To fight another day

Students and parents may gained some measure of certainty for the next school year. But the matter is far from settled.

Summer holidays may be here, but the chill from this year’s protracted labour dispute between teachers and their employer still hangs in the air.

Last week the two sides agreed to a tentative settlement. And while ballots from the ratification vote were still being counted when The Progress went to press, it seems likely it will succeed.

So what’s been accomplished?

Measured against their original bargaining position, teachers won’t be celebrating. They failed to secure the ambitious wage demands they were seeking, nor were they able to wrest control over class size and composition from school boards.

Their biggest victory was a “modest improvement” in contract language, and the avoidance of a government-imposed settlement.

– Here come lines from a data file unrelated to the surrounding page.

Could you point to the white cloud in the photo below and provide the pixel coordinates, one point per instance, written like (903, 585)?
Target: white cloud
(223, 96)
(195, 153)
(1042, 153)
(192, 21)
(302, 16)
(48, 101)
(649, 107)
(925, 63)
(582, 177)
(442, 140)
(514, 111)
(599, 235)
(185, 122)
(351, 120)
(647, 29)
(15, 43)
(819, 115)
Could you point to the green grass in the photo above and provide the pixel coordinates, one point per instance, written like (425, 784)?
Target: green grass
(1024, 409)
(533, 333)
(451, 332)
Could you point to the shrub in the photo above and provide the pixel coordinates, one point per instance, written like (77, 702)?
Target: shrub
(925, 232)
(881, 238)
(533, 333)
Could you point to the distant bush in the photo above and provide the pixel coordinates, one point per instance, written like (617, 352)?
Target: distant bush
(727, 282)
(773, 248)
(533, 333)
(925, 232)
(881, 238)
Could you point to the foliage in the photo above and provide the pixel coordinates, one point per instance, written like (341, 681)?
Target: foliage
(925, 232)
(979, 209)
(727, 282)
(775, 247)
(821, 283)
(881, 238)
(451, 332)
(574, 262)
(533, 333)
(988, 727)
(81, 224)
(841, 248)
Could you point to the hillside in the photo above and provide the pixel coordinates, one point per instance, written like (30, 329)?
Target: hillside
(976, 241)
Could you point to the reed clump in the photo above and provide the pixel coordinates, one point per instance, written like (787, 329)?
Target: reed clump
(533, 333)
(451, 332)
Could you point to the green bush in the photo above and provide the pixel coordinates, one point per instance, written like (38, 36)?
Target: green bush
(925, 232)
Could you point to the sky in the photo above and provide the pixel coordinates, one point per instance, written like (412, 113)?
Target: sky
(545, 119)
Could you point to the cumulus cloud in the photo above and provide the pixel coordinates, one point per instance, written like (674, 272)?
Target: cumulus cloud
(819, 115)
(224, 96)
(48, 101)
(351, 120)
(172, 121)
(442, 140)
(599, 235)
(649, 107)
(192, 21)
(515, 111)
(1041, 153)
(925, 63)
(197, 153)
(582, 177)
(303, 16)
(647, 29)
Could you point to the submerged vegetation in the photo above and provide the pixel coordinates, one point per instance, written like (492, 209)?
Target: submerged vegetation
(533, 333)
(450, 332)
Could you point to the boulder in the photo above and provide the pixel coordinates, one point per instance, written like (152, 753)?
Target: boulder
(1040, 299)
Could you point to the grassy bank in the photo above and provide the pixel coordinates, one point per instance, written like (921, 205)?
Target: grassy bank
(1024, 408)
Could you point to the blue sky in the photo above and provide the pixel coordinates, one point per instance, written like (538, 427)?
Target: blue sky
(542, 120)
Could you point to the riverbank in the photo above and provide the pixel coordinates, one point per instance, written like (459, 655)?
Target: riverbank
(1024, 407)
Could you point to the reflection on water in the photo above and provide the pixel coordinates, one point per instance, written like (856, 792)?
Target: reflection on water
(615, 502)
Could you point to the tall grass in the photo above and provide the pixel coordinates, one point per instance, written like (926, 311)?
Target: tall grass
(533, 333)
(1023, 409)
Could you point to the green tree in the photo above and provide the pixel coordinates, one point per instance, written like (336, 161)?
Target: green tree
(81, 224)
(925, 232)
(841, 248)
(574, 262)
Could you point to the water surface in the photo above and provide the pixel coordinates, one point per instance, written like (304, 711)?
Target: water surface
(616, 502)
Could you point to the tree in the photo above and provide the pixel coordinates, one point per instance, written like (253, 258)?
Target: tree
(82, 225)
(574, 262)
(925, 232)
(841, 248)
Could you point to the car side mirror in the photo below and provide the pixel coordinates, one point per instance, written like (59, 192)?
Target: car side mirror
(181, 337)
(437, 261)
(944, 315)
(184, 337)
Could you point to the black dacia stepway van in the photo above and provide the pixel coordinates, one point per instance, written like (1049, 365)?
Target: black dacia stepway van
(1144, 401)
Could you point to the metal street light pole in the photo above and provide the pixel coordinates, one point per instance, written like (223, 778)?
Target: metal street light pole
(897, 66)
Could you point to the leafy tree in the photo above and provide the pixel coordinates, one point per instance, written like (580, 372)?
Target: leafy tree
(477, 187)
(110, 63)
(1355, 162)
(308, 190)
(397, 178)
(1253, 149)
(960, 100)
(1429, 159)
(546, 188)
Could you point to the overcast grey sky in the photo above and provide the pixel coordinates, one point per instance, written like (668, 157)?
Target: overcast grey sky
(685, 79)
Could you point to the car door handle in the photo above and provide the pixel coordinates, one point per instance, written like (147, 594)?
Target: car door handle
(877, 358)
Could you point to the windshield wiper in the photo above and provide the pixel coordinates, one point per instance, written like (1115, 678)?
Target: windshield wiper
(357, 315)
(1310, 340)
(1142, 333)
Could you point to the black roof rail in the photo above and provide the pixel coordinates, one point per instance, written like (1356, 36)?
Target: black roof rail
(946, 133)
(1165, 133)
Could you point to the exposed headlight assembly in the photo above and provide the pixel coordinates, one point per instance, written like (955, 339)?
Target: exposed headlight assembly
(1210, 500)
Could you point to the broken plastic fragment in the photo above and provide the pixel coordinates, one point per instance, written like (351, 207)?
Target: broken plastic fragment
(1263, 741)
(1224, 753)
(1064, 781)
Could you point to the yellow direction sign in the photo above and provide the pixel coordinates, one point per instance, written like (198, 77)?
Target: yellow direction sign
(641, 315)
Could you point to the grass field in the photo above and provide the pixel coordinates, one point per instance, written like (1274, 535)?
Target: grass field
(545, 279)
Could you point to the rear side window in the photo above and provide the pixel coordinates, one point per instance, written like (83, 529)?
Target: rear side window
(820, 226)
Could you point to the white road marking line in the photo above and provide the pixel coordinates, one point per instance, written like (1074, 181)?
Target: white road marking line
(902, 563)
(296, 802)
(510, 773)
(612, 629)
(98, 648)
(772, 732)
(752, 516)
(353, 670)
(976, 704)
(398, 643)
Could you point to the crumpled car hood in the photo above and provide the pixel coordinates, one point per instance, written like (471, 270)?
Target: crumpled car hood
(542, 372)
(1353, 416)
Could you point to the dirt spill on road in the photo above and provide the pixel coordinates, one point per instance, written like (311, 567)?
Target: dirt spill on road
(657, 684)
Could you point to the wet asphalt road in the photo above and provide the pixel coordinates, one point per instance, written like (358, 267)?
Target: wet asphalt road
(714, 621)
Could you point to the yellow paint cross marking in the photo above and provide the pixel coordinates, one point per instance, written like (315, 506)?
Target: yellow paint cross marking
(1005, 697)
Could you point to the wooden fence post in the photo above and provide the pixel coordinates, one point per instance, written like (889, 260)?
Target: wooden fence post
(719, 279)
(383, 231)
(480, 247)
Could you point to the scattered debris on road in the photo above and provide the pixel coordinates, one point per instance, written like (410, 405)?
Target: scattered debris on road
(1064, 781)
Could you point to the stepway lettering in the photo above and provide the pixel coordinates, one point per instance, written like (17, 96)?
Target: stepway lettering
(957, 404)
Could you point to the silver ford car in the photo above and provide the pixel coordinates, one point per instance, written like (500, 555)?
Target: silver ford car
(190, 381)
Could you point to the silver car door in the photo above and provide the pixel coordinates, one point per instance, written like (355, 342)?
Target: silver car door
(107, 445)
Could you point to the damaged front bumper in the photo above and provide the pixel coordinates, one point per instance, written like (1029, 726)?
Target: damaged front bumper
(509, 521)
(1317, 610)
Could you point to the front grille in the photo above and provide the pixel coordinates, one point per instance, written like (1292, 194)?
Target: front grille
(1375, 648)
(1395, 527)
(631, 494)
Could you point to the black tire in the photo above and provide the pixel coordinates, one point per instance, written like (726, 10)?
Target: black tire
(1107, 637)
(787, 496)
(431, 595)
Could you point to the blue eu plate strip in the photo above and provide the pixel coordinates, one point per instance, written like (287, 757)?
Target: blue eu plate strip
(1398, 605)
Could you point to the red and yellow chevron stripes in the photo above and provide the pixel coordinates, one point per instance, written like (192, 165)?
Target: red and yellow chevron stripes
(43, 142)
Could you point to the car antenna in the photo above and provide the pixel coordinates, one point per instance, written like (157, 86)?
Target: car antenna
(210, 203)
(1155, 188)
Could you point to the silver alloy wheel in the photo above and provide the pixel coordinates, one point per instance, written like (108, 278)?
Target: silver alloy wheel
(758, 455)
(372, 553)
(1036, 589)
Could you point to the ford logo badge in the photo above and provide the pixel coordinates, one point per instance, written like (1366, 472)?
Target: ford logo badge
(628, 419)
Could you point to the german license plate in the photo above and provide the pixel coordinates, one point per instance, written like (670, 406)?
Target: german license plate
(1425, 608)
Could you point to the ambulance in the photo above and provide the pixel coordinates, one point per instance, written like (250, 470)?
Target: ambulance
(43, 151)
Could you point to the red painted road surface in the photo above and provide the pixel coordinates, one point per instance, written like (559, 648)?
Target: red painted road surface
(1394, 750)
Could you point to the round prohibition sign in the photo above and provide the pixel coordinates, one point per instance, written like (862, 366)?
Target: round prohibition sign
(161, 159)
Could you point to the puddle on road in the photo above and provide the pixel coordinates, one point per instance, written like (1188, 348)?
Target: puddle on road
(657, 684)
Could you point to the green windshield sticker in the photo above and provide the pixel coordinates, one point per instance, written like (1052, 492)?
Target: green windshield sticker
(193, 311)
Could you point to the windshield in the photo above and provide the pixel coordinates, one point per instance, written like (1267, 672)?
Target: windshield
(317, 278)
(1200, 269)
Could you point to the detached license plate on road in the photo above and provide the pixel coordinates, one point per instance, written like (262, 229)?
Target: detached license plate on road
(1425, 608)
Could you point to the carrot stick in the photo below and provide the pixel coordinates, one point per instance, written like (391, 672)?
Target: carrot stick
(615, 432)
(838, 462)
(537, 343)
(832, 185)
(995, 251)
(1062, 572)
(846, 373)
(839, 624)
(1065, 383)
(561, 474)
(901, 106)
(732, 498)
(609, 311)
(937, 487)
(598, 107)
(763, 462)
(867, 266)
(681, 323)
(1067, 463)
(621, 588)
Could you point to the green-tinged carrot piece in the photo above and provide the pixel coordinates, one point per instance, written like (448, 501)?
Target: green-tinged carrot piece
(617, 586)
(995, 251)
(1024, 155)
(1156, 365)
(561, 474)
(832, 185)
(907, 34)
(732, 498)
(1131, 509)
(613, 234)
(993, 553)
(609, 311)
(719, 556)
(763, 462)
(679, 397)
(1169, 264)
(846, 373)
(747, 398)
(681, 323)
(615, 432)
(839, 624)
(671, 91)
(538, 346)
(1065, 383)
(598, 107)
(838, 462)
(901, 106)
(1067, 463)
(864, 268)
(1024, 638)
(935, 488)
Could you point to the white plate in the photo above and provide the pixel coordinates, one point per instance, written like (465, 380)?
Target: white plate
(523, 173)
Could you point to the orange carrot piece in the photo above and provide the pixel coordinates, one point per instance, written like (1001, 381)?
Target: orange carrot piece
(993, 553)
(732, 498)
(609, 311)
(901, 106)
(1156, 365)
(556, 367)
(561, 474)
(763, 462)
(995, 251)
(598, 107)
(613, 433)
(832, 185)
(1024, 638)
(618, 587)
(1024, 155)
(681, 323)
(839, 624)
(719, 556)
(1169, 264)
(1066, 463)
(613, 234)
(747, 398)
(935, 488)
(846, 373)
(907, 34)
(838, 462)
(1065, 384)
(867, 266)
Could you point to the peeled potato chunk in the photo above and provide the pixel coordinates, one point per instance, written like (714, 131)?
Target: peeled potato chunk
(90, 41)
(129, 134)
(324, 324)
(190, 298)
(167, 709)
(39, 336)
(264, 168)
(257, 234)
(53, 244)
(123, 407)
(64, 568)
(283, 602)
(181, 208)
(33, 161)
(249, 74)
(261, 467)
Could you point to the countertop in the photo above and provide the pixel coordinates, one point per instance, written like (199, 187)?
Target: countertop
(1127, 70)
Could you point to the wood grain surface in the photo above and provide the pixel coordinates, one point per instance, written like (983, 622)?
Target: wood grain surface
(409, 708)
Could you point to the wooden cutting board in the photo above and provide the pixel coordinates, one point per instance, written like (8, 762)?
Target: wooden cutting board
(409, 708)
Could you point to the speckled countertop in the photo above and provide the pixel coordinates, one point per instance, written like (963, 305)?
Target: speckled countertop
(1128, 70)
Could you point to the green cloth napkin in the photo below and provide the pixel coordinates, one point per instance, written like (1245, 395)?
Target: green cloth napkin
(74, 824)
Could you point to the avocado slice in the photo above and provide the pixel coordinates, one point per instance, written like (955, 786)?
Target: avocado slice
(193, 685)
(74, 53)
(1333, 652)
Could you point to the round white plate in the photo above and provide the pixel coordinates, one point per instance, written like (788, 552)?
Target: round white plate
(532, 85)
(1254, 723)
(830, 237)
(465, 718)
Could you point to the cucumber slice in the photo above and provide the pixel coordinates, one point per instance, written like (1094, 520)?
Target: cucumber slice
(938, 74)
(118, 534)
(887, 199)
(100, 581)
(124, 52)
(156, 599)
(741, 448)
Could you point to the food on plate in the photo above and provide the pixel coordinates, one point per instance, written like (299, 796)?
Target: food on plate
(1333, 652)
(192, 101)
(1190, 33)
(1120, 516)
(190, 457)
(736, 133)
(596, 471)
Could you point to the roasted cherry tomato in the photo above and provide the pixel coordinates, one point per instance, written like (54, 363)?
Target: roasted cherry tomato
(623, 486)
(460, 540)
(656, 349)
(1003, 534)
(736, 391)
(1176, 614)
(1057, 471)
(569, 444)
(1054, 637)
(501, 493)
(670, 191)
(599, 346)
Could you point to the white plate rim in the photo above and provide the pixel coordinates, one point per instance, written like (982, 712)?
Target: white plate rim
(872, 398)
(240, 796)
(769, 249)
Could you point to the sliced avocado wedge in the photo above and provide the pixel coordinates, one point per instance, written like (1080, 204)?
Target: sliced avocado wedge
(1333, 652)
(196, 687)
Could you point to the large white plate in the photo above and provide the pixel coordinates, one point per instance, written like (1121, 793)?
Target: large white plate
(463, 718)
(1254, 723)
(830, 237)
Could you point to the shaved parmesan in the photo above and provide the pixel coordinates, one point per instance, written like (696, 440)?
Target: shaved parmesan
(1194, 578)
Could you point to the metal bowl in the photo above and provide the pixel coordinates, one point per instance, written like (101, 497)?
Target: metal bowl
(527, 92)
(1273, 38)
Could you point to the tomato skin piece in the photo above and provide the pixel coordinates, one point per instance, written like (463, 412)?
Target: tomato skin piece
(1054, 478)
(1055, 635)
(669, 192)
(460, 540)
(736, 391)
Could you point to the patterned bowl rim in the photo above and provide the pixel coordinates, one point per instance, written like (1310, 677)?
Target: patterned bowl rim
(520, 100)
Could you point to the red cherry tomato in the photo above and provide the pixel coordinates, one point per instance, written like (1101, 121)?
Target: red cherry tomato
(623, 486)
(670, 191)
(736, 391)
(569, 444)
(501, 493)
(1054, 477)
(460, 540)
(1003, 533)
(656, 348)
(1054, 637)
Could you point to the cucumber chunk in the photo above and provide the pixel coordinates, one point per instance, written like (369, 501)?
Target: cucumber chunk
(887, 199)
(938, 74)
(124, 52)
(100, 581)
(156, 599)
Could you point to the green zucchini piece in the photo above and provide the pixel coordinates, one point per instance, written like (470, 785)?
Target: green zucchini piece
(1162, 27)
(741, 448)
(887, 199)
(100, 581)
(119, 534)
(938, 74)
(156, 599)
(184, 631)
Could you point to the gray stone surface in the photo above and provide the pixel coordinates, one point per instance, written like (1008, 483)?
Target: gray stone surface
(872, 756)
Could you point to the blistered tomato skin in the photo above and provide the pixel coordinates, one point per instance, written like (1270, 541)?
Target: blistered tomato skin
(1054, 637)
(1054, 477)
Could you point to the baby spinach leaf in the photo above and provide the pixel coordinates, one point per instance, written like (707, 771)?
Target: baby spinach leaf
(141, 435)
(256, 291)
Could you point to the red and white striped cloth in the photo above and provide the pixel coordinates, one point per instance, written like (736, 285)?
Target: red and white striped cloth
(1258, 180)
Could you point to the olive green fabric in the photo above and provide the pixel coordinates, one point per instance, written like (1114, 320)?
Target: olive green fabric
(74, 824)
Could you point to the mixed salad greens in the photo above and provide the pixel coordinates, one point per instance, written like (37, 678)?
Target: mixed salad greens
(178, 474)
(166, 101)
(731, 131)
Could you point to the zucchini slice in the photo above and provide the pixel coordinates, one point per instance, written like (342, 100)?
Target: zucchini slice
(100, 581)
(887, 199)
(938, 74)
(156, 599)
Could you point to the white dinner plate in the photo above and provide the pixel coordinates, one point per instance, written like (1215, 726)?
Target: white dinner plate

That gain came with a cost, not just in public support, but support from some rank-and-file teachers who questioned their union’s aggressive demand for a wage increase that would never be accepted.

The Liberals, meanwhile, were able to hold firm on their insistence on a “net-zero” contract settlement. That’s something that may underline their resolve as they negotiate with the BCGEU, but the hard line has hardly captured the electorate. A recent Ipsos Reid poll puts the Liberals still 20 points behind the NDP in voter support.

It’s in that disparity that some cynics see the real motive behind last week’s surprise settlement.

The agreement was strategic, not tactical. Rather than achieve a framework for stability and growth, it delays the fight to another day.

The contract, if signed, will expire in June of next year. And if the polls remain unchanged, that means the teacher’s federation will be negotiating its next contract with the more labour friendly NDP.

That prospect will be something the Liberals will exploit in next year’s campaign. They’ll offer voters a choice: vote for the proven guardian of the public purse, or the potential lap dog to labour.

Lost in all this, of course, will be the students and their parents. True, they’ve gained some measure of certainty for the next school year. But the matter is far from settled; the dysfunction that has plagued the education system for decades is only delayed, not dealt with.